Father of lights, You delight in Your children
Father of lights, You delight in Your children
Every good and perfect gift comes from You
Every good and perfect gift comes from You
Every good and perfect gift comes from You
Father of lights
Father of lights, You never change
You have no turning
Father of lights, You never change
You have no turning

(John Barnett)

According to the Apostle Peter, goodness is foundational to developing Godliness.  Peter states that add goodness to your faith; add knowledge to goodness; add self-control to knowledge; add perseverance to self-control; and Godliness will result (2 Peter 1: 4-6, NIV).  To illustrate this, I am reminded of a story of a pastor.  A senior pastor told a youth pastor, “Did you know there were four kids smoking outside the youth room last Wednesday evening?  What is your plan to discipline that behavior?”  The youth pastor (modeling the characteristic of Goodness) replied, “You mean I was able to get smokers to come to church?”  Goodness is a choice.  People can choose to see the goodness in situations or not.  When you choose to see goodness you also choose to see God at work.

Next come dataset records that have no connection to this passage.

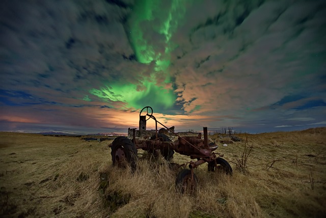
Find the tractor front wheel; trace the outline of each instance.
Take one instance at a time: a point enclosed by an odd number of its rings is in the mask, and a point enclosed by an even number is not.
[[[136,169],[137,149],[126,137],[117,137],[112,142],[111,157],[114,166],[124,167],[129,164],[133,172]]]
[[[216,162],[215,162],[216,161]],[[232,168],[226,160],[221,157],[208,162],[208,171],[219,171],[228,175],[232,175]]]

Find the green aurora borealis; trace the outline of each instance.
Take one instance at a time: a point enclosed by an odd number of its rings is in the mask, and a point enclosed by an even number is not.
[[[162,10],[168,2],[171,4],[169,10]],[[184,15],[185,3],[185,0],[138,1],[128,18],[126,32],[137,61],[144,64],[154,63],[150,76],[144,78],[138,84],[110,81],[89,92],[106,101],[124,102],[128,108],[138,109],[151,105],[167,109],[173,106],[177,95],[172,88],[173,80],[169,66],[170,53],[177,45],[171,39]],[[158,36],[158,40],[153,40],[149,33]],[[162,83],[157,83],[158,77],[165,78]],[[139,89],[140,86],[142,88]]]

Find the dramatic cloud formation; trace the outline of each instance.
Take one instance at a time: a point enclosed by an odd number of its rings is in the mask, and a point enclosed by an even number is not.
[[[325,126],[323,0],[0,5],[0,131]]]

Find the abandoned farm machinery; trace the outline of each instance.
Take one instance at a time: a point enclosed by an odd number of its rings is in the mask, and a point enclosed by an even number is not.
[[[151,118],[155,120],[155,132],[146,130],[146,121]],[[165,129],[158,131],[157,124]],[[125,167],[128,164],[134,171],[138,162],[137,150],[141,149],[156,157],[159,152],[168,161],[173,158],[175,152],[189,156],[192,159],[197,160],[186,163],[189,168],[181,170],[175,181],[177,188],[181,192],[195,189],[198,179],[194,169],[205,163],[208,163],[208,171],[232,174],[229,163],[221,157],[223,155],[214,152],[218,145],[214,142],[208,143],[207,127],[203,128],[203,139],[200,133],[197,136],[180,136],[174,133],[174,129],[168,128],[158,121],[153,115],[152,108],[147,106],[140,113],[139,130],[129,128],[129,132],[128,137],[117,137],[111,145],[112,162],[115,166]],[[176,136],[177,139],[172,141],[169,136],[163,134],[167,132]]]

As a teacher goodness is essential to appropriate character development.  Typically, we associate “good” with behavior in education.  In addition to behavior, teachers can choose to see the goodness in situations.  I teach teachers.  One of the most challenging parts of our program is during their student teaching internship.  This challenge brings many emotional, physical, and spiritual difficulties where some view the goodness and others do not.  Goodness is more powerful than many of us can fathom.  I recently attended a “Courage to Be You” event where two women shared their testimony of being rescued from sex-trafficking.  At this event both women shared how the incredible goodness of God resulted from their dark and evil experiences.  One person shared that when you are in the midst of the darkness it is difficult to see the goodness.  For example, looking at a Picasso painting up close may appear unorganized and messy.  However, when you step back and look at the painting the goodness can be viewed.  At this event I realized an entirely different level of goodness.  I think as educators we can make a choice to step back and view the goodness of situations in education.

Dr. Nathan Herzog



Weissbourd, R. (May 01, 2011). The Overpressured Student. Educational Leadership, 68, 8, 22-27.